La réforme prévoit un durcissement de l'indemnisation
La veille, sur Franceinfo, le négociateur du Medef pour l'assurance chômage, Hubert Mongon, avait qualifié le système du bonus-malus de "très compliqué à mettre en place" et "pénalisant l'ensemble des entreprises". Interrogé sur une "période de référence de quatre mois", il s'est néanmoins dit "ouvert" à "une réflexion sur ce sujet", en souhaitant "qu'on traite également des questions de bonus/malus et des questions de dégressivité". Concernant le "salaire journalier de référence", Monsieur Mongon a qualifié les dispositions existantes de "pas insensées".

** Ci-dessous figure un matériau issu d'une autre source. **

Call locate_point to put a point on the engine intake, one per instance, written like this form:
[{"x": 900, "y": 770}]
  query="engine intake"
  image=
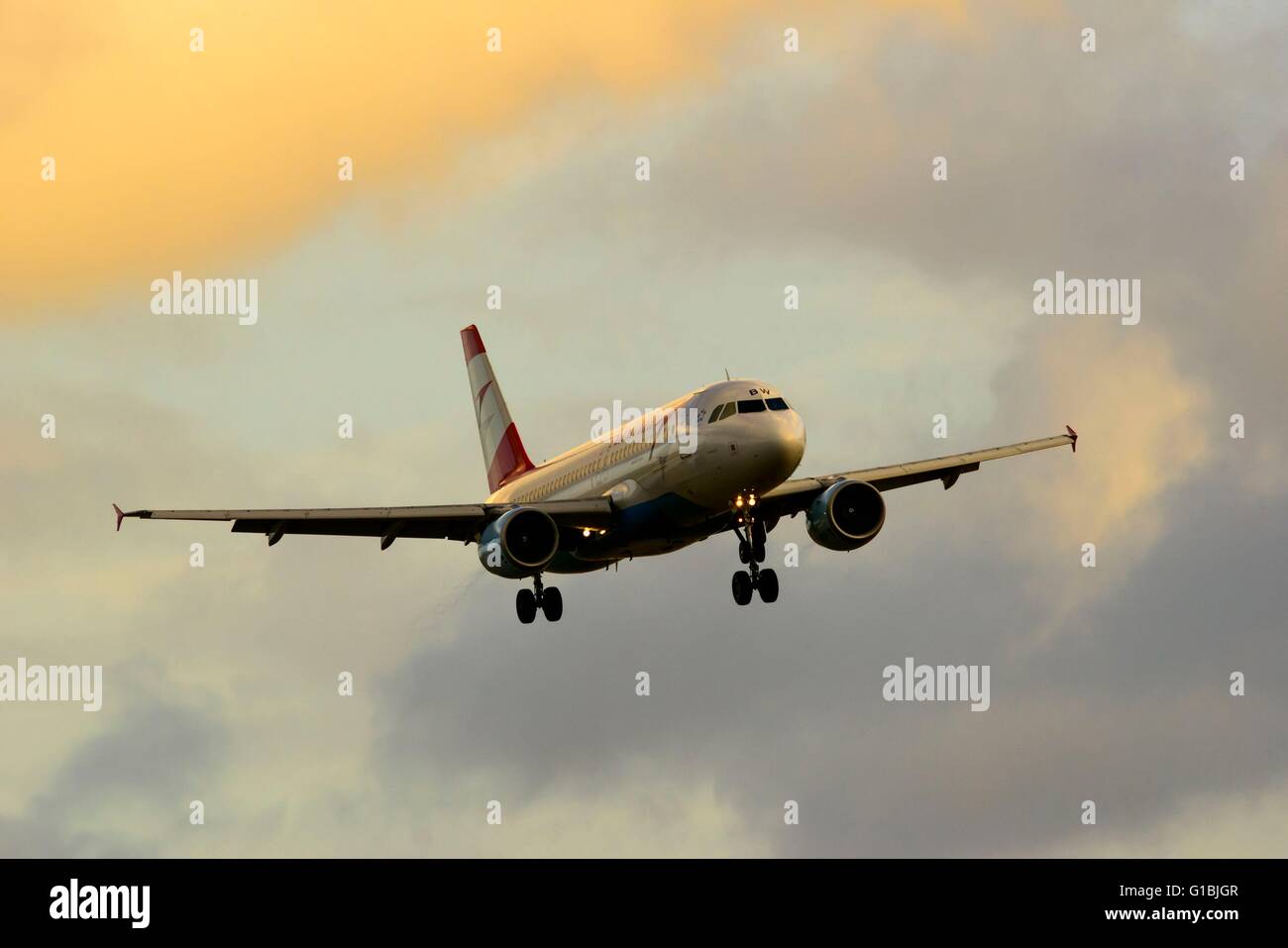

Conçue à un moment de baisse du chômage et de difficultés de recrutements, la réforme de l'assurance chômage prévoit notamment un durcissement de l'indemnisation, accusée de ne pas être assez incitative à la reprise d'emploi, et un "bonus-malus" sectoriel pour pénaliser les entreprises qui abusent des contrats courts.
Les syndicats, qui la rejettent, contestent en particulier le durcissement de la durée d'affiliation pour ouvrir des droits (de 4 mois travaillés sur les 28 derniers à 6 mois sur les 24) et des conditions de rechargement lorsqu'on travaille pendant son chômage. Ils s'opposent aussi à la dégressivité au bout de six mois pour les demandeurs d'emplois de moins de 57 ans ayant perdu un revenu supérieur à 4.500 euros brut et au nouveau mode de calcul de l'indemnisation qui pénaliserait ceux, souvent précaires, qui alternent contrats courts et inactivité. Le patronat se mobilise, lui, contre le bonus-malus censé s'appliquer en 2021 sur la cotisation d'assurance chômage payée par les entreprises dans sept secteurs grands consommateurs de contrats courts et d'intérim (hébergement-restauration, agroalimentaire, transports...).